OPEC+ has so far resisted pressure from major oil consumers, such as the US, to open the taps more as some of its members, including Nigeria and Angola, struggle to meet quotas.

Between December and January, OPEC members boosted their production by 64,000 barrels per day (bpd), far below their 400,000 bpd agreement, according to the organisation's last monthly report.

"The pledge from OPEC+ to increase supply is so far a paper promise... adding to the shortness in the supply market and further stoking the bullish price environment," Louise Dickson of Rystad Energy said ahead of the meeting.

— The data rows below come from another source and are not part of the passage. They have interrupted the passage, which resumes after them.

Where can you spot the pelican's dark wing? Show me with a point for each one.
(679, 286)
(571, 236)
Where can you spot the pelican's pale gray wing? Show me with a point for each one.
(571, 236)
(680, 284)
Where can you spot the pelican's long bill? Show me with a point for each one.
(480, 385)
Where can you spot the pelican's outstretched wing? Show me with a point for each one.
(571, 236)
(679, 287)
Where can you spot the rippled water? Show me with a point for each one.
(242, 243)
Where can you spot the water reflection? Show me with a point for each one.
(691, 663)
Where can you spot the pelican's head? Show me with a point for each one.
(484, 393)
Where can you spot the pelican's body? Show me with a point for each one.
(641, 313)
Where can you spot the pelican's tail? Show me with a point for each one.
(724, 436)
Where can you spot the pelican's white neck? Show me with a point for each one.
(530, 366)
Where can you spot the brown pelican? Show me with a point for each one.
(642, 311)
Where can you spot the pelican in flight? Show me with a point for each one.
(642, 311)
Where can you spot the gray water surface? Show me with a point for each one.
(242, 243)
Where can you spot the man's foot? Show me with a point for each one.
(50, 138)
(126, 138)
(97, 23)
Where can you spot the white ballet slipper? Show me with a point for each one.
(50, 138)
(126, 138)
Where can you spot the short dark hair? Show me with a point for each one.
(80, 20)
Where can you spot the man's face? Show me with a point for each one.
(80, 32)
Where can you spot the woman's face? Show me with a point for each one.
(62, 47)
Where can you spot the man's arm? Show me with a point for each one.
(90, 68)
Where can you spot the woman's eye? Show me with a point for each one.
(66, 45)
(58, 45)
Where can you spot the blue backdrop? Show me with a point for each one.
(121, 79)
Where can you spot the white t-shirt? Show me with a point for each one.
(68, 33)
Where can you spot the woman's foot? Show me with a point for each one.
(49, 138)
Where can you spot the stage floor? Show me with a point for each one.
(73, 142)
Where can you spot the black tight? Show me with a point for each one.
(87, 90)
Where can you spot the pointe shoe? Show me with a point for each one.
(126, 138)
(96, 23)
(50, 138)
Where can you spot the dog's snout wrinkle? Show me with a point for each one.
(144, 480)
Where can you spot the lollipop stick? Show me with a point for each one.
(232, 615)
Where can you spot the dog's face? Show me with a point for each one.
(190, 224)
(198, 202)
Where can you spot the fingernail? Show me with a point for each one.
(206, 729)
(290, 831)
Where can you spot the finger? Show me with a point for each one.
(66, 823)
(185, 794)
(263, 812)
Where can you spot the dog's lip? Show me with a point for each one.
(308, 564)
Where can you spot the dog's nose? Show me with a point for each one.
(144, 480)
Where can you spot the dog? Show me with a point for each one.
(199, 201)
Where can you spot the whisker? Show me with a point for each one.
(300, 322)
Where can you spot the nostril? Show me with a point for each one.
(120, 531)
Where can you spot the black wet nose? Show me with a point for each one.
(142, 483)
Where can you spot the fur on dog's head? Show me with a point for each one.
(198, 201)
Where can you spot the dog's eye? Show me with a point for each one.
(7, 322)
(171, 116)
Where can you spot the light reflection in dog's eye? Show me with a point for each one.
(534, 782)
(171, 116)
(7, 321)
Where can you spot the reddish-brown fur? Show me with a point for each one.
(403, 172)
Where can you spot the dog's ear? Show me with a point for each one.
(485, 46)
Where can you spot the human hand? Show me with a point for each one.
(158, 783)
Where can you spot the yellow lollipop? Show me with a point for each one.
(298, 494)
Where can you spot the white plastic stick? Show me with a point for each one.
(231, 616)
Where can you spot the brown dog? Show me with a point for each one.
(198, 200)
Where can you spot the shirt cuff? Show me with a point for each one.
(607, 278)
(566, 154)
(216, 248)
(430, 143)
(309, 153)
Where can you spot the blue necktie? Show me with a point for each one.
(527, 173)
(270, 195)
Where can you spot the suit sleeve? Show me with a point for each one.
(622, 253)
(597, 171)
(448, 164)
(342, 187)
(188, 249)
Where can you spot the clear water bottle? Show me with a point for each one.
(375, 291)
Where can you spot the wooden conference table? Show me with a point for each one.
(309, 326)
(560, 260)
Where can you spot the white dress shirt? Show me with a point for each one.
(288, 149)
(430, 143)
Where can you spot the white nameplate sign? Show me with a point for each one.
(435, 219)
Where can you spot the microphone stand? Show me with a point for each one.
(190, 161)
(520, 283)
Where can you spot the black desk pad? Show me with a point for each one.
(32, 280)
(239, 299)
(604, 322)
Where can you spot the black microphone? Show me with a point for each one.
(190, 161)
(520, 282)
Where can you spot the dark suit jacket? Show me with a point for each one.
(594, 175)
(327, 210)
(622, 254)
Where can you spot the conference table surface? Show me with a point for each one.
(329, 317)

The Organization of the Petroleum Exporting Countries (OPEC), whose secretariat is based in Vienna, had drastically slashed production in 2020 as the Covid-19 pandemic began to spread through the world, pummelling demand and prices.

Wednesday's meeting takes place at a key moment as negotiations to revive the 2015 Iran nuclear deal are widely expected to come to a head in the coming days.

The deal provided sanctions relief for Tehran in return for strict curbs on its nuclear programme but has been disintegrating since former US president Donald Trump withdrew from it in 2018 and reimposed sanctions, including on Iran's oil exports.

If an agreement were to be found and sanctions lifted again, it could unlock the Iranian exports.